As the State of Muscovy’s flow of information was disrupted, its duke could no longer integrate, hallucinate, and comprehend his realm. Which was to him an agony. Though he had no conviction that Moscow actually existed, he had known better than anyone else exactly what was going on in his city at any given instant. No more.

But he knew there were fires.

There were fires because fires were inevitable. They broke out in the best of times, and to fight them the duke had established volunteer brigades for every neighborhood in Moscow.
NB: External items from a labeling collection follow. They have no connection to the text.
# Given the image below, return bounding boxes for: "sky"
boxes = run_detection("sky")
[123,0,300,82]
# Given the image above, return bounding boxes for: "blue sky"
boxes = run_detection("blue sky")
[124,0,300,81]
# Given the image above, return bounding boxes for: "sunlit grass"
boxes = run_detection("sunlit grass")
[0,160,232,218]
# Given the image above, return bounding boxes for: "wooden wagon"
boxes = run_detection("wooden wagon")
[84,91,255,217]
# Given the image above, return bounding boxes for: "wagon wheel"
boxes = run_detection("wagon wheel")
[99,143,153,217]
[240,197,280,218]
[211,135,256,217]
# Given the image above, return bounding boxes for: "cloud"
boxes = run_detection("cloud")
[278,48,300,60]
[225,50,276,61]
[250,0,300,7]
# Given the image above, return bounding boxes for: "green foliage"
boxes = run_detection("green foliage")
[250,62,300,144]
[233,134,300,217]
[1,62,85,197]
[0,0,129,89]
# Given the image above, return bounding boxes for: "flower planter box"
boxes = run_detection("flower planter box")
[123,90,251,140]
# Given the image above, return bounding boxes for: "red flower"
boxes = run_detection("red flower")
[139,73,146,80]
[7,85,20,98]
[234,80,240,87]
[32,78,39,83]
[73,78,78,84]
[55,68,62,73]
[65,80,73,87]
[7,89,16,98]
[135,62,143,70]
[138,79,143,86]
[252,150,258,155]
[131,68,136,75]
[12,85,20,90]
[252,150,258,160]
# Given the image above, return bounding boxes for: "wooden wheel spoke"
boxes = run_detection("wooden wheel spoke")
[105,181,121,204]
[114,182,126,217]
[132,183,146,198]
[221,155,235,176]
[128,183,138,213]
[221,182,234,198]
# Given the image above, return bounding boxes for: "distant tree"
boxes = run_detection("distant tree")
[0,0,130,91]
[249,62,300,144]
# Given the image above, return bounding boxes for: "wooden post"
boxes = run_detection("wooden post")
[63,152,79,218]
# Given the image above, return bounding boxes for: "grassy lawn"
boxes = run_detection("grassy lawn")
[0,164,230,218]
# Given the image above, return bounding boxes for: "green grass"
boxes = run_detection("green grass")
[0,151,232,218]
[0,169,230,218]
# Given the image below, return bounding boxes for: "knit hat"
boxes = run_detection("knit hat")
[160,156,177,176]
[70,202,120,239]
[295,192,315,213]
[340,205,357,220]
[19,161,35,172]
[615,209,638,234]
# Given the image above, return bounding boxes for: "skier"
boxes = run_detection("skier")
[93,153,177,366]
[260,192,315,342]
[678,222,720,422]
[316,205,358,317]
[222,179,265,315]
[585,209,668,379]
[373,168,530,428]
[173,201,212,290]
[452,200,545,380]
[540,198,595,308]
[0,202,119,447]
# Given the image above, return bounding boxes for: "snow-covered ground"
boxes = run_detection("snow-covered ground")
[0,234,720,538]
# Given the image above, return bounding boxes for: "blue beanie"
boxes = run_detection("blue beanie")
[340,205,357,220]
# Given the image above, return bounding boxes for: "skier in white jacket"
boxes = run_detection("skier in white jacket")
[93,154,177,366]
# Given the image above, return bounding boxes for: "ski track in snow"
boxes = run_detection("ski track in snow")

But this was far from the best of times. Drunks were building bonfires in the streets. Drugged religious zealots were abandoning their prayers and debaucheries, leaving candles and lanterns untended, to join processions headed they knew not where.

Underpeople were scurrying about the passages beneath the city carrying torches like so many mice with wooden matches clenched between their teeth. It was impossible that there not be fires.

To make matters worse, tonight only a handful of fire brigades, police stations, or active military units were functional. Chortenko had asked the Duke of Muscovy how to inactivate the greatest possible percentage of them, and the duke had spelled out the process, step by step, in careful detail. That was why and how he had been created in the first place: to answer all questions put to him as fully and truthfully as his more-thanhuman powers of analysis and integration could make possible. He could no more withhold his counsel than he could tell a lie.

Yet, like an intellectual who had read so deeply and knowledgeably into a great novel that he had gone mad and believed its characters real, the Duke of Muscovy had fallen in love with the citizens whose fates had been entrusted into his safekeeping. He cared about their small, imaginary lives more than he did his own. He had been created to be their protector, their spiritual father. Now he was the only responsible official aware of Chortenko’s partnership with the metal demons and of the evils plotted by this hellish alliance. No one but he knew what had to be done to stop them.

Moscow must not burn.

But the Duke of Muscovy was powerless to protect his people. He was held captive in chains of sleep and could not break free. No one came to listen to his mumbled instructions—not even the traitor Chortenko. The Royal Guards kept carefully out of earshot, lest they overhear something they would rather not.

He groaned aloud.

The bear-guards—those few who still remained on duty—covered their ears.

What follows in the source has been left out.